Abstract: A Dynamic Neural Field (DNF) is a formal object developed within systems neuroscience with the intention of giving a theoretical foundation to the notions of cooperation and competition between neural populations (Amari, 1977). DNFs provide the formal foundation for a general theory of movement preparation (Erlhagen & Schöner, 2002). More recently, DNFs have been applied specifically to the preparation of speech movements and the interaction of this cognitive process with phonological representations (Gafos & Kirov, 2010; Kirkham & Strycharczuk, 2024; Roon & Gafos, 2016; Stern et al., 2022; Stern & Shaw, 2023a, 2023b; Tilsen, 2019). There are now neural-based explanations for common phonetic patterns, including contrastive hyperarticulation, trace effects in speech errors, phonetic convergence/divergence to an interlocuter, and leaky prosody. Drawing on the broader framework of Dynamic Field Theory (Schöner & Spencer, 2016), this lecture will introduce the formal definition of a DNF and applications to modelling phonetic variation.

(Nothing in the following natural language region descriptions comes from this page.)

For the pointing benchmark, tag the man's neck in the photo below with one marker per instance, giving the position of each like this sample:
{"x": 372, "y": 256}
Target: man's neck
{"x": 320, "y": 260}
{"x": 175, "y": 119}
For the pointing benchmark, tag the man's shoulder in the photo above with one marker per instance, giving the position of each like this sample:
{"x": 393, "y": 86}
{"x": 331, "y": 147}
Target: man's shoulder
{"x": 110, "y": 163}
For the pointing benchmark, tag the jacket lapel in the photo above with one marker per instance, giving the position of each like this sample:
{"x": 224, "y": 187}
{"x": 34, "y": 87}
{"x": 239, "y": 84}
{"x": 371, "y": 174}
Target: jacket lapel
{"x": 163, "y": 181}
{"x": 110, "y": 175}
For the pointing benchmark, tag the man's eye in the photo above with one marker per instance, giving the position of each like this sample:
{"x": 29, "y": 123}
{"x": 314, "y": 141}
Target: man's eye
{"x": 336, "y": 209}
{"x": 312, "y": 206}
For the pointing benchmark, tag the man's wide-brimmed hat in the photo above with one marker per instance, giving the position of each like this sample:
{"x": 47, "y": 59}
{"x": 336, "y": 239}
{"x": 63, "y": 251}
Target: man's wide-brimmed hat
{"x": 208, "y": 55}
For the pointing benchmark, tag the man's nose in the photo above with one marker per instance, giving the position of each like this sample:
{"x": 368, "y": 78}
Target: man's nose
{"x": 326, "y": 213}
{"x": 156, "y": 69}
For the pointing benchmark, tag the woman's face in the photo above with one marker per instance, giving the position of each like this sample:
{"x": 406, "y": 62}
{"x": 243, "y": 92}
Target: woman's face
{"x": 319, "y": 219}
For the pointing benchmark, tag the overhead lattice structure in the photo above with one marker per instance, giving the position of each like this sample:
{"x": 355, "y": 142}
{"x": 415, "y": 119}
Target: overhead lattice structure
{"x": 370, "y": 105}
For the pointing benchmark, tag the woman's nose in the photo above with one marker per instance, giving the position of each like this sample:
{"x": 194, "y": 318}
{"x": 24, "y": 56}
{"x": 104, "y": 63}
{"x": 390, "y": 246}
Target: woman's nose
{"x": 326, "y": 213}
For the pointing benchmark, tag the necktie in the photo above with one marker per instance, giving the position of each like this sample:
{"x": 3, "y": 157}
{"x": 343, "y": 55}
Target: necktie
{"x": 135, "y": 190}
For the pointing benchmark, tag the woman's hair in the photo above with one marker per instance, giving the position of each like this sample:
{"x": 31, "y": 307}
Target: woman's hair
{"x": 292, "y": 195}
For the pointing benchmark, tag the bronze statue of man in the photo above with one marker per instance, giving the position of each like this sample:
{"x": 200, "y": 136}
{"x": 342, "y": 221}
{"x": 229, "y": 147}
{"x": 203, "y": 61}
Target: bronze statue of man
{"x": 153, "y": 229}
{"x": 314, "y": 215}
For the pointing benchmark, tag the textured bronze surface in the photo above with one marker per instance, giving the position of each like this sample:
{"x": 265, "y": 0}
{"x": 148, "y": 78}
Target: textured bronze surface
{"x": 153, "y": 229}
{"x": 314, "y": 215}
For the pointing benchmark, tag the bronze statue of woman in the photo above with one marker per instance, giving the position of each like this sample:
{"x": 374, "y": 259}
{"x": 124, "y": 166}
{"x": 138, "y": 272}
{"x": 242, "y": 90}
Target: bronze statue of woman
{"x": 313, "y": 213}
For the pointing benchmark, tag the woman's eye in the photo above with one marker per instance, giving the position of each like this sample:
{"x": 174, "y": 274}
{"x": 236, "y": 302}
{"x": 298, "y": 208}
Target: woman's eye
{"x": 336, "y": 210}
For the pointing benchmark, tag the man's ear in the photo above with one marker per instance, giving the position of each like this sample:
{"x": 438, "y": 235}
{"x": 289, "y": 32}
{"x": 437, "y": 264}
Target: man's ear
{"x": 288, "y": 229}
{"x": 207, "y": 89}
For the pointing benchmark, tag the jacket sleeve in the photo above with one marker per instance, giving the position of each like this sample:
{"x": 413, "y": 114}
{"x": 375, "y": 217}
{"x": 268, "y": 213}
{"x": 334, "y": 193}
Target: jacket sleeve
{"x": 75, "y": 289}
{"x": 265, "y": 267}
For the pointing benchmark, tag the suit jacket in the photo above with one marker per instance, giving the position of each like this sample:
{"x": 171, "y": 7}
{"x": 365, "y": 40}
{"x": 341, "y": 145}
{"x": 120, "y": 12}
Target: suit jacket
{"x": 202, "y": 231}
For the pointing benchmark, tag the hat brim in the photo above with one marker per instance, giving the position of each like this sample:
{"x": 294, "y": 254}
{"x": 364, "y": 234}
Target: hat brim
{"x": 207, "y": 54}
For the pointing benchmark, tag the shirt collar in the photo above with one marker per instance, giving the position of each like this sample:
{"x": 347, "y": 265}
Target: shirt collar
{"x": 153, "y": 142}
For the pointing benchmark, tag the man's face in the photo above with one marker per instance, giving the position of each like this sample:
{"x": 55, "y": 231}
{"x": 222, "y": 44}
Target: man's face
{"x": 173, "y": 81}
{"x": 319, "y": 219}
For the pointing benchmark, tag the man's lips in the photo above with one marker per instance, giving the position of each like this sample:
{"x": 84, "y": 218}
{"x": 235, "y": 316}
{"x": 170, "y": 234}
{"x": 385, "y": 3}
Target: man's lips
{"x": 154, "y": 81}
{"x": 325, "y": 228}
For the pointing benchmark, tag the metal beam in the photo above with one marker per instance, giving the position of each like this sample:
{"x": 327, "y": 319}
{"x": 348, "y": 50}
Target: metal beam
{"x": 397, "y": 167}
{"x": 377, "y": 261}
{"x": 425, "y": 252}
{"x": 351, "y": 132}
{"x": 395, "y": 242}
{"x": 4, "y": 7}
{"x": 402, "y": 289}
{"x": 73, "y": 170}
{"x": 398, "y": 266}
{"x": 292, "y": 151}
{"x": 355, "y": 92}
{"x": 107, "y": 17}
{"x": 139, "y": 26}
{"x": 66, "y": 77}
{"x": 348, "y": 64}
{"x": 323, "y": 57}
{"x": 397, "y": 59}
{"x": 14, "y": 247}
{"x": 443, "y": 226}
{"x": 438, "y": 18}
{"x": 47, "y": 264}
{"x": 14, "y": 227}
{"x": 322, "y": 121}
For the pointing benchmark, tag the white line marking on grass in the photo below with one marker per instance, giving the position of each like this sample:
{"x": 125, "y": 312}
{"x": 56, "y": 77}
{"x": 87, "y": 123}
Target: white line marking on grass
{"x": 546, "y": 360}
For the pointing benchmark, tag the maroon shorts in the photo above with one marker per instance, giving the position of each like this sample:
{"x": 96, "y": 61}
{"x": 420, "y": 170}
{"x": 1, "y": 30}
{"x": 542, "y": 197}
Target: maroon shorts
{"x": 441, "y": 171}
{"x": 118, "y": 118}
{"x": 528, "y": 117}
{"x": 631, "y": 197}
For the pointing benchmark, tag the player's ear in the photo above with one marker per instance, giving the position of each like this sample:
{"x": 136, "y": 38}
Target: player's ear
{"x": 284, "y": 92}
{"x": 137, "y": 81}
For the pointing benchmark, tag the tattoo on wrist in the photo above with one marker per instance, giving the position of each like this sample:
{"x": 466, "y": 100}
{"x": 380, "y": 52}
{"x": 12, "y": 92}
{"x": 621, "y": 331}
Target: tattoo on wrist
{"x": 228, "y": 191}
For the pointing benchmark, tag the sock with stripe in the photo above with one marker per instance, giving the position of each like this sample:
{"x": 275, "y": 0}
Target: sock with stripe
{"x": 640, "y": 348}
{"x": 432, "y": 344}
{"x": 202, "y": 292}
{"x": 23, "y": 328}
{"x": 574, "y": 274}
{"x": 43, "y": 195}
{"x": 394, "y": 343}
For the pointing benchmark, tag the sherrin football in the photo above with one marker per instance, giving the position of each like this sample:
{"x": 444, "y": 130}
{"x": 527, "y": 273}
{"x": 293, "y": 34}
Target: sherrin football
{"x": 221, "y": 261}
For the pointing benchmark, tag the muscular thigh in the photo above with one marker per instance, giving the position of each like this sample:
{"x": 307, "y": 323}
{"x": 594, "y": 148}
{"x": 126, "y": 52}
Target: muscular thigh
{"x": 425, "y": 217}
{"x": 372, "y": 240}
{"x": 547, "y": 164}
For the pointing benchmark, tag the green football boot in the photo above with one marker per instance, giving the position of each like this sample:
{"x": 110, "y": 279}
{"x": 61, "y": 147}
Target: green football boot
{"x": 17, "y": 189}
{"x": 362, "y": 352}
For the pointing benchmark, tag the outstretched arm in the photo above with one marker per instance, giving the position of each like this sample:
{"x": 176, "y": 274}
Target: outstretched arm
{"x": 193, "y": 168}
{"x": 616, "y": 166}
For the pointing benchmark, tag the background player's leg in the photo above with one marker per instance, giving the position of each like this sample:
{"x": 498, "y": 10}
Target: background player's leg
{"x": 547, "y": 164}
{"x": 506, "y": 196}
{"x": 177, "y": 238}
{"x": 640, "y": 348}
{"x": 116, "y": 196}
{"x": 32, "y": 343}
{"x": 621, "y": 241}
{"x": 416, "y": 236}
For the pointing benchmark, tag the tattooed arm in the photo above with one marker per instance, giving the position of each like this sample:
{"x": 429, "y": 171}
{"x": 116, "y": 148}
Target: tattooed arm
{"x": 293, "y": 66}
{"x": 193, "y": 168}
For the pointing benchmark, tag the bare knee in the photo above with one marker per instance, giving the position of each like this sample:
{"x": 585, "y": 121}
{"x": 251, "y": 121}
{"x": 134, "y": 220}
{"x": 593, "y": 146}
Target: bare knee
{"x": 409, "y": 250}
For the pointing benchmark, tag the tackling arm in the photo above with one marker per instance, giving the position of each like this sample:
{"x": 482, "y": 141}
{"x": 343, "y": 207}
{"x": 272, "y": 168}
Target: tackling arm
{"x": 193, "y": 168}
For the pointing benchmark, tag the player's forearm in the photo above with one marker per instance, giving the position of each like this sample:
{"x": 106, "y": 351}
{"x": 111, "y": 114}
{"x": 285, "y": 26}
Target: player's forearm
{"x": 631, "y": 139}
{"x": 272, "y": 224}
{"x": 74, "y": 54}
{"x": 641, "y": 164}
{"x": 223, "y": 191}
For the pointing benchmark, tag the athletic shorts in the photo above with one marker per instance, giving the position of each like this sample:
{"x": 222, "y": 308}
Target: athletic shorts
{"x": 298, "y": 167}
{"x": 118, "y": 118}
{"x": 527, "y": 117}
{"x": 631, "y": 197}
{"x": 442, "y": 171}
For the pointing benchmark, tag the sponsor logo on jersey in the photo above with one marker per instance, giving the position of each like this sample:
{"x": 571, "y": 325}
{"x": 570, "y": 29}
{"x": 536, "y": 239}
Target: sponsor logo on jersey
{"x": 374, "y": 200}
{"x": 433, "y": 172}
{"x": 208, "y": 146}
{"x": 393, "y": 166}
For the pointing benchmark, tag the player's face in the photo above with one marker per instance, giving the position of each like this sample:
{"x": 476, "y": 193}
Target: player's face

Title: Lecture #2: Revisiting the gestural parameters of prosodic modulation with a new gesture dynamics
Time: Thursday, November 14th, 4.30-6pm
Location: 32-D461

Abstract: Fowler’s (1980) critique of extrinsic timing theories served as a launching point for the dynamical systems approach to phonological representations. Since then, there has been substantial development of theories centered on a particular dynamical system, the damped mass-spring (e.g., Browman & Goldstein, 1989; Saltzman & Munhall, 1989) and complexifications of this system (Byrd & Saltzman, 1998; Sorensen & Gafos, 2016). Early studies showed that articulatory variation across prosodic positions was difficult to capture parsimoniously with the parameters of the damped mass-spring system (e.g., Beckman et al., 1992; Cho, 2006). These shortcomings motivated theories of gesture-external modulation, which maintain the damped mass spring as the model of the gesture but conceptualize prosody as trans-gestural modulation of time (Byrd et al., 2006; Byrd & Saltzman, 2003) and/or space (Katsika et al., 2014; Saltzman et al., 2008). After presenting some new data that is problematic for these theories, I’ll revisit the gesture-intrinsic approach to prosody with an alternative proposal for gestural dynamics, developed recently by Michael Stern (Stern & Shaw, 2024).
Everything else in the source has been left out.